A small patio on the left will allow customers to sit outside and eat, but there will be no counter service. The exterior is heather moss colored HardiePlank (cement with wood appearance) siding with white trim and brick veneer covers the front. All services and mechanicals will be in the back, Bennett said, so the architectural rendering is what the building will look like in its setting.

Customer parking for 70 vehicles will be along the front and sides with employee parking in the rear. He said the grocery was a good use for the site because there was no other food service nearby for the amount of housing in the area.

Barry Tarnowicz told Commissioner Armando Paolino he was interested in the tax-abatement program, and First Selectman Edward B. St. John said he had discussed the program and the application process with Tarnowicz, commenting to Bennett that the building appeared to be well thought out and “long overdue and greatly needed” for the area. Patricia Tarnowicz said the business will employ about 50 full- and part-time employees.

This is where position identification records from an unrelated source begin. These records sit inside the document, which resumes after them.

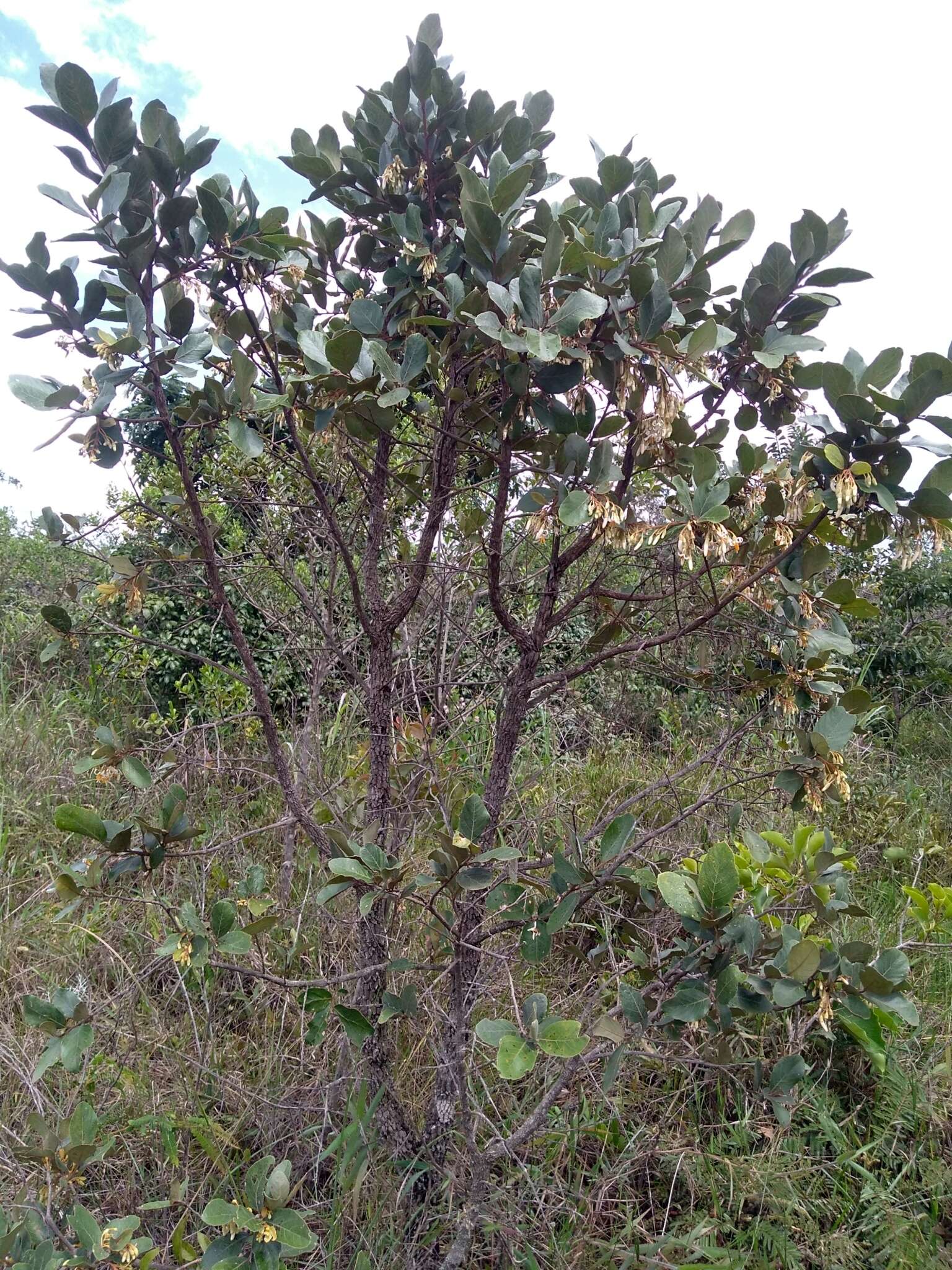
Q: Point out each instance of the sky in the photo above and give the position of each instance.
(764, 104)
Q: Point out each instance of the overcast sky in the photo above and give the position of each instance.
(764, 104)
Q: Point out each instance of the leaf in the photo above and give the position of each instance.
(56, 618)
(654, 310)
(73, 1047)
(493, 1030)
(516, 1059)
(930, 500)
(690, 1003)
(678, 894)
(574, 510)
(343, 866)
(77, 819)
(632, 1003)
(536, 943)
(416, 352)
(672, 255)
(580, 306)
(834, 277)
(718, 881)
(76, 93)
(892, 964)
(37, 1013)
(804, 961)
(343, 350)
(835, 727)
(291, 1228)
(235, 943)
(474, 818)
(560, 1038)
(366, 315)
(83, 1126)
(115, 133)
(245, 375)
(219, 1212)
(357, 1026)
(247, 440)
(87, 1228)
(545, 346)
(739, 228)
(616, 837)
(475, 878)
(33, 391)
(136, 773)
(786, 1073)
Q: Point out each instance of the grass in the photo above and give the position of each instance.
(664, 1170)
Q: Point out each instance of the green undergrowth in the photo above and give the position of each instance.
(666, 1169)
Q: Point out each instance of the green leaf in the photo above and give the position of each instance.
(690, 1003)
(416, 352)
(76, 93)
(574, 510)
(835, 727)
(56, 618)
(654, 310)
(115, 133)
(632, 1003)
(245, 375)
(73, 1047)
(79, 819)
(718, 881)
(366, 316)
(87, 1228)
(291, 1228)
(739, 228)
(219, 1212)
(491, 1032)
(475, 878)
(516, 1059)
(536, 943)
(32, 391)
(930, 500)
(343, 866)
(560, 1038)
(247, 440)
(36, 1013)
(235, 944)
(343, 350)
(615, 173)
(357, 1025)
(223, 917)
(804, 961)
(672, 255)
(786, 1073)
(474, 818)
(892, 964)
(136, 773)
(834, 277)
(616, 837)
(678, 893)
(867, 1034)
(580, 306)
(545, 346)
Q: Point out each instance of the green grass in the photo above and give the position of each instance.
(664, 1170)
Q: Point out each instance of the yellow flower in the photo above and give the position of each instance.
(183, 953)
(392, 178)
(685, 545)
(845, 489)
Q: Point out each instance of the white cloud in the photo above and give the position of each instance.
(765, 106)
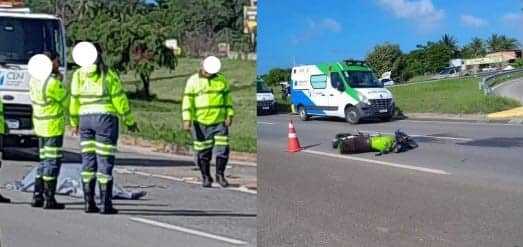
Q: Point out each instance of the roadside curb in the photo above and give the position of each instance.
(515, 113)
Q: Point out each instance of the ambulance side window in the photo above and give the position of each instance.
(336, 81)
(319, 81)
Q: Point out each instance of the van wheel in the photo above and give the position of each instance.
(386, 119)
(352, 115)
(303, 113)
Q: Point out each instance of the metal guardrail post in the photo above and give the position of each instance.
(487, 80)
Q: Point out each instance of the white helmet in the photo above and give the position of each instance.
(40, 67)
(85, 54)
(212, 65)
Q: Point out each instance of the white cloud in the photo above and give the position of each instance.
(422, 12)
(514, 18)
(330, 24)
(473, 21)
(317, 27)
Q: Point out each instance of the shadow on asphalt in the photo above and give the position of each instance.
(311, 146)
(496, 142)
(72, 157)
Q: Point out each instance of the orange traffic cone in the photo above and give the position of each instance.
(294, 144)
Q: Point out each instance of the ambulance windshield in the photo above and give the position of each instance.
(21, 38)
(361, 79)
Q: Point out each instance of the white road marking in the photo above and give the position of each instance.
(177, 179)
(462, 123)
(445, 138)
(378, 162)
(424, 136)
(189, 231)
(268, 123)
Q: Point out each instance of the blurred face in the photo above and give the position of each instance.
(203, 73)
(56, 64)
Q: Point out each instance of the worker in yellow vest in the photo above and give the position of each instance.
(208, 112)
(97, 100)
(49, 101)
(2, 131)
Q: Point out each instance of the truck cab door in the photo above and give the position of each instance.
(336, 91)
(319, 94)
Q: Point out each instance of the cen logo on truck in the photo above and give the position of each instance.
(12, 78)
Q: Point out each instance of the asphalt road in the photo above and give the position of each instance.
(512, 89)
(462, 187)
(172, 214)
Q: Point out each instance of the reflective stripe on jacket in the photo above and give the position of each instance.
(49, 101)
(2, 119)
(207, 101)
(98, 93)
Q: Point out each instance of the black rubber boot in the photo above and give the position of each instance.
(38, 194)
(221, 164)
(49, 193)
(205, 168)
(106, 198)
(89, 193)
(4, 200)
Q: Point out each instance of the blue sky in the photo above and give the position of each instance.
(315, 31)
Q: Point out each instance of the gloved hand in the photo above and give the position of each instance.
(133, 128)
(187, 126)
(228, 122)
(75, 131)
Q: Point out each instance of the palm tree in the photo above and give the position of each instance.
(498, 42)
(476, 48)
(450, 42)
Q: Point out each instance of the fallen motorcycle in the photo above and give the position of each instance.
(349, 143)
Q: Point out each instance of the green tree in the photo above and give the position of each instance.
(498, 42)
(429, 58)
(451, 43)
(383, 57)
(130, 36)
(474, 49)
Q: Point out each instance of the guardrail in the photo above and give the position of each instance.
(487, 82)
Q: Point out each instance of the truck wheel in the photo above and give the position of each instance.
(6, 154)
(352, 115)
(303, 113)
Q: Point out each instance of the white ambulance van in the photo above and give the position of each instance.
(347, 89)
(22, 35)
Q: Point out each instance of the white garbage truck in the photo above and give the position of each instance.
(22, 35)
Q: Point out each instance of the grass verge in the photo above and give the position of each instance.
(456, 96)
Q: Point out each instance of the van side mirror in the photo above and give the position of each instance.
(341, 87)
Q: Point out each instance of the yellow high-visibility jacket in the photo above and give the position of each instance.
(98, 93)
(207, 101)
(49, 100)
(2, 118)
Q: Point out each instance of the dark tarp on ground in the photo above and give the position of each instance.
(70, 183)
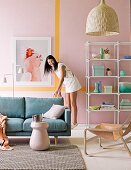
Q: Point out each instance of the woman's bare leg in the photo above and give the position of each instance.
(67, 100)
(73, 98)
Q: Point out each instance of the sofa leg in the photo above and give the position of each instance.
(56, 139)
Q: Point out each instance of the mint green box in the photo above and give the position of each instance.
(98, 70)
(107, 89)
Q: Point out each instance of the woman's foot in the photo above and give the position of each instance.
(74, 125)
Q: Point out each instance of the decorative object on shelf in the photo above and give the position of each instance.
(5, 80)
(102, 21)
(107, 89)
(122, 73)
(102, 53)
(99, 87)
(127, 57)
(95, 56)
(98, 70)
(108, 72)
(95, 107)
(125, 87)
(107, 53)
(96, 88)
(125, 104)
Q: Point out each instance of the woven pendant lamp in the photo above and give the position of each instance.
(102, 21)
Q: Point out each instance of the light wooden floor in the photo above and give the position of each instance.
(117, 159)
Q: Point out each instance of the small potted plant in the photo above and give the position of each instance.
(106, 53)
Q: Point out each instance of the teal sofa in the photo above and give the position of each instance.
(19, 111)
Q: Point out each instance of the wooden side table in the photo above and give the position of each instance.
(39, 138)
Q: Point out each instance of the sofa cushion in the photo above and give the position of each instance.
(55, 125)
(14, 124)
(55, 112)
(12, 107)
(40, 105)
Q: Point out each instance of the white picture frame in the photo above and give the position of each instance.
(31, 75)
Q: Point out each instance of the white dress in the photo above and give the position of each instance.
(71, 82)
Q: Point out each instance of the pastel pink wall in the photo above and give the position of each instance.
(37, 18)
(72, 39)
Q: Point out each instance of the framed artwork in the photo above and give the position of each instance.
(30, 55)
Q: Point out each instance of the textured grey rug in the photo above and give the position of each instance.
(58, 157)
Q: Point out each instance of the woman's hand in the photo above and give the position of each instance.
(57, 94)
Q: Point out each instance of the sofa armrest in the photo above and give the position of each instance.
(67, 117)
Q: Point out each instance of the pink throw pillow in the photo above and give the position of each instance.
(55, 112)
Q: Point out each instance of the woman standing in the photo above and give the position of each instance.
(69, 80)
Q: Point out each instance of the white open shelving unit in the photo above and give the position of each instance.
(117, 51)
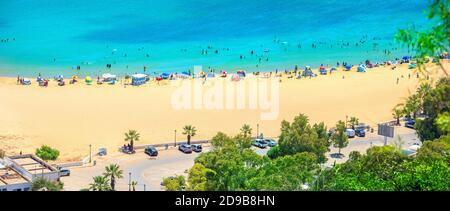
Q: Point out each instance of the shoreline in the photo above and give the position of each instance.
(72, 117)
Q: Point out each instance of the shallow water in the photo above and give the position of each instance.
(54, 36)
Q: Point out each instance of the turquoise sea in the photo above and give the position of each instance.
(55, 36)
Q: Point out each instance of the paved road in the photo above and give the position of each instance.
(150, 171)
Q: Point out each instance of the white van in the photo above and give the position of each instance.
(350, 133)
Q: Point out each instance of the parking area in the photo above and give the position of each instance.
(149, 171)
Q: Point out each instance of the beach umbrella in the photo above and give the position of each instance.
(165, 76)
(348, 67)
(361, 68)
(235, 78)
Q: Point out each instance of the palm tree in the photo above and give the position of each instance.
(132, 136)
(133, 185)
(353, 122)
(113, 171)
(339, 137)
(246, 130)
(190, 131)
(423, 90)
(412, 105)
(397, 113)
(100, 183)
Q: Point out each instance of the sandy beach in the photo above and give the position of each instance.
(70, 118)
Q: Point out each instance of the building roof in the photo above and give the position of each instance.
(9, 176)
(32, 164)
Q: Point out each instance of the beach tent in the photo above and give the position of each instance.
(107, 77)
(235, 78)
(59, 78)
(26, 81)
(223, 74)
(361, 68)
(241, 73)
(165, 76)
(308, 72)
(88, 80)
(138, 79)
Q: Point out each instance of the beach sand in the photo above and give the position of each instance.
(71, 118)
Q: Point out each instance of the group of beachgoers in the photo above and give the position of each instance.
(139, 79)
(6, 40)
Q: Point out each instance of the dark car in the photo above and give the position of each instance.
(260, 143)
(360, 131)
(270, 142)
(151, 151)
(63, 172)
(196, 147)
(185, 148)
(410, 123)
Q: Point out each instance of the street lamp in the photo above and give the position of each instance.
(257, 130)
(175, 143)
(129, 181)
(90, 153)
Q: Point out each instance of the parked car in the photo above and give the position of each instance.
(260, 143)
(410, 123)
(64, 172)
(102, 152)
(151, 151)
(196, 147)
(185, 148)
(270, 142)
(350, 133)
(360, 131)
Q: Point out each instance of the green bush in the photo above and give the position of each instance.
(274, 152)
(47, 153)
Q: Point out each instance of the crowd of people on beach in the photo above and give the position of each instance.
(260, 55)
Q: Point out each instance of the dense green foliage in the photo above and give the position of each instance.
(132, 136)
(387, 169)
(339, 137)
(190, 131)
(47, 153)
(113, 172)
(300, 136)
(177, 183)
(432, 41)
(434, 104)
(100, 183)
(232, 165)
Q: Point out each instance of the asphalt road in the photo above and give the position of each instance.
(149, 172)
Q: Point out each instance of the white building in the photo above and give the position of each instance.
(17, 172)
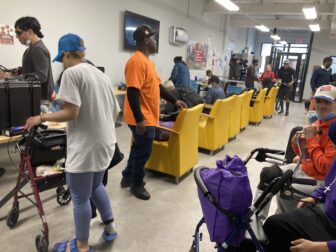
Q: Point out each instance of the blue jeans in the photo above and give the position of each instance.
(140, 151)
(84, 186)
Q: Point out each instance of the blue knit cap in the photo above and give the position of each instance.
(332, 132)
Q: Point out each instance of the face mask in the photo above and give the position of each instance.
(28, 42)
(327, 117)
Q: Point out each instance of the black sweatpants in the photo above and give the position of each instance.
(309, 223)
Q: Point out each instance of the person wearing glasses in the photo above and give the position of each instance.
(36, 58)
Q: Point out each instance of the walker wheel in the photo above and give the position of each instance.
(13, 215)
(193, 247)
(63, 197)
(41, 243)
(59, 189)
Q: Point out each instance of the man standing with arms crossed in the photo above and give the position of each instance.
(142, 108)
(287, 76)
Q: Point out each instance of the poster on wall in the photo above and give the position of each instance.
(197, 53)
(6, 35)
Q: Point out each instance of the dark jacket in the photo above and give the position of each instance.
(250, 76)
(36, 59)
(234, 73)
(320, 77)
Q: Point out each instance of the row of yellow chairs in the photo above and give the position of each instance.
(192, 130)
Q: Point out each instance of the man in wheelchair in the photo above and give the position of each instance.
(311, 227)
(318, 152)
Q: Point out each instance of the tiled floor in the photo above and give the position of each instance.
(164, 223)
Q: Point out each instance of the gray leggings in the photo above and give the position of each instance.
(84, 186)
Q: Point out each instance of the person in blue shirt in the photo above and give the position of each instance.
(215, 92)
(322, 75)
(180, 75)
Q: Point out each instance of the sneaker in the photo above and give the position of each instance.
(140, 192)
(125, 182)
(108, 237)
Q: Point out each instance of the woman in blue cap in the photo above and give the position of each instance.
(90, 108)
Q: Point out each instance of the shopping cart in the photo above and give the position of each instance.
(36, 148)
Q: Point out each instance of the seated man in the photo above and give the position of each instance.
(311, 227)
(215, 91)
(319, 151)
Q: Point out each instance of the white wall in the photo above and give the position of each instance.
(290, 36)
(322, 47)
(100, 24)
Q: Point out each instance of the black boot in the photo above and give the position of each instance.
(287, 108)
(281, 107)
(140, 192)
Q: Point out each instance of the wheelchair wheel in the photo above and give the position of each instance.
(13, 215)
(63, 197)
(41, 243)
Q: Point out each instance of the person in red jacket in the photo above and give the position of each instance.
(268, 73)
(318, 151)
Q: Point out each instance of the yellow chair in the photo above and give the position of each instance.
(245, 114)
(179, 154)
(268, 112)
(213, 130)
(235, 113)
(257, 110)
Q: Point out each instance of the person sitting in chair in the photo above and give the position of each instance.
(319, 151)
(311, 227)
(215, 91)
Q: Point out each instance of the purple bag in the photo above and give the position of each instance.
(230, 186)
(163, 135)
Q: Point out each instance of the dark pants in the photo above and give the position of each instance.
(309, 223)
(140, 151)
(290, 154)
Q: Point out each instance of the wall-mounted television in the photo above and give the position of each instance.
(131, 22)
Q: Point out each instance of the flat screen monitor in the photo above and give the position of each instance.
(131, 22)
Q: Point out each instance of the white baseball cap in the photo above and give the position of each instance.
(327, 92)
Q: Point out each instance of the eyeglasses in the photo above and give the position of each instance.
(18, 33)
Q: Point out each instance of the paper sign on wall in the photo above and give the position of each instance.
(6, 34)
(197, 55)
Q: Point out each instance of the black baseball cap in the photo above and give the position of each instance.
(142, 32)
(213, 79)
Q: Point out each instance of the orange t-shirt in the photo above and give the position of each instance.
(140, 73)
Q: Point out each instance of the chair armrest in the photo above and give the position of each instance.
(208, 106)
(168, 129)
(208, 116)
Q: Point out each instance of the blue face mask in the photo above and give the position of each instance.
(327, 117)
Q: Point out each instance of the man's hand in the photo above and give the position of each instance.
(304, 201)
(310, 131)
(180, 104)
(298, 134)
(303, 245)
(32, 122)
(140, 128)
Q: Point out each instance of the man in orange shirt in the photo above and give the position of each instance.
(318, 151)
(142, 108)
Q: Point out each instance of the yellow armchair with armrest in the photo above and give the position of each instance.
(257, 110)
(179, 154)
(213, 130)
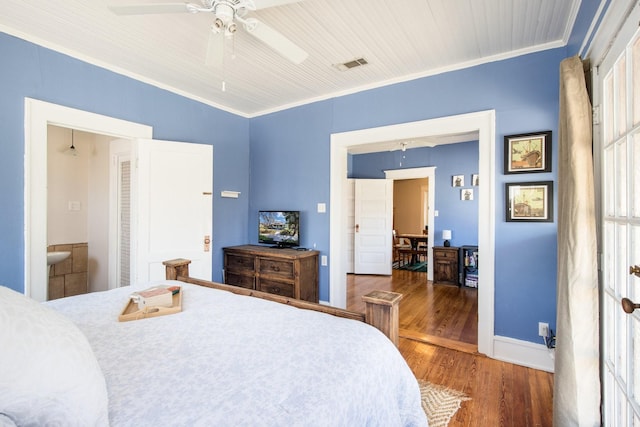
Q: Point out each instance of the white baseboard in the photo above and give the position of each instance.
(524, 353)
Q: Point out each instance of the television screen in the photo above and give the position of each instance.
(280, 228)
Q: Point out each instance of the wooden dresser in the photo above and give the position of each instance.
(287, 272)
(445, 265)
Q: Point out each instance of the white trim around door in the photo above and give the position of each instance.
(482, 122)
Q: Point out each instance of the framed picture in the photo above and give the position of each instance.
(529, 201)
(457, 181)
(527, 153)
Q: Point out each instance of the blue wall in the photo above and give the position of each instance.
(32, 71)
(461, 217)
(524, 93)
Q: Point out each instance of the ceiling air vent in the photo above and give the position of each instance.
(351, 64)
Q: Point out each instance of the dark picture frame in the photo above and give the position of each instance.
(529, 201)
(527, 153)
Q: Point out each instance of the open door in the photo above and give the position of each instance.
(173, 193)
(373, 229)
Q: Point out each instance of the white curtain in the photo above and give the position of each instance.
(576, 397)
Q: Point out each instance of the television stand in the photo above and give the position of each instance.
(283, 271)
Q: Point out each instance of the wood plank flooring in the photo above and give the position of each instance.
(439, 342)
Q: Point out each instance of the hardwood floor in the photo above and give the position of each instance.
(439, 342)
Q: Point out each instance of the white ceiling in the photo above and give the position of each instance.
(400, 39)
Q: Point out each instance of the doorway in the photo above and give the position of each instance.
(38, 116)
(481, 122)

The EIDC unanimously approved the appearance and the layout of the planned grocery store. The next hearing for the business will be at Middlebury Planning and Zoning Commission (P&Z) hearing Thursday, Feb. 4. P&Z will look at the site plan, excavation and grading permits, and the larger-than-normal roadway sign planned for the store at 1000 Southford Road.

The store will be built on property owned by Joseph Desantis and Richard Brown of Middlebury D/B/A Southford Road LLC. They combined their 2.3-acre parcel at 1000 Southford Road with an acre from the adjoining lot at 984 Southford Road owned by Francis Cipriano of Watertown D/B/A Southford Park LLC to get enough land for the project.

Permits for constructing the commercial building in wetlands were received Nov. 24 from the Conservation Commission after extensive mitigation, planting, and erosion control plans were approved.The owners also obtained permits from the Water Pollution Control Authority to tie into town sewer lines.

Land use attorney Michael McVerry told P&Z commissioners at their Jan. 7 meeting the market was tentatively named “Middlebury Fresh Market” in the drawings, but that might not be the final name.
Also at the Jan. 7 meeting, Zoning Enforcement Officer Curtis Bosco squashed rumors it might be Dinova’s, LaBonne’s, or Trader Joe’s. He said the operator is an independent grocer who has run other stores. McVerry pointed out Middlebury Consignment is to the south on the same strip of what is known as the Gateway Industrial Design District and called the grocery “a perfect gateway for the town of Middlebury.”

The next regular P&Z meeting will be Thursday, Feb. 4, at 7:30 p.m. at Shepardson Community Center.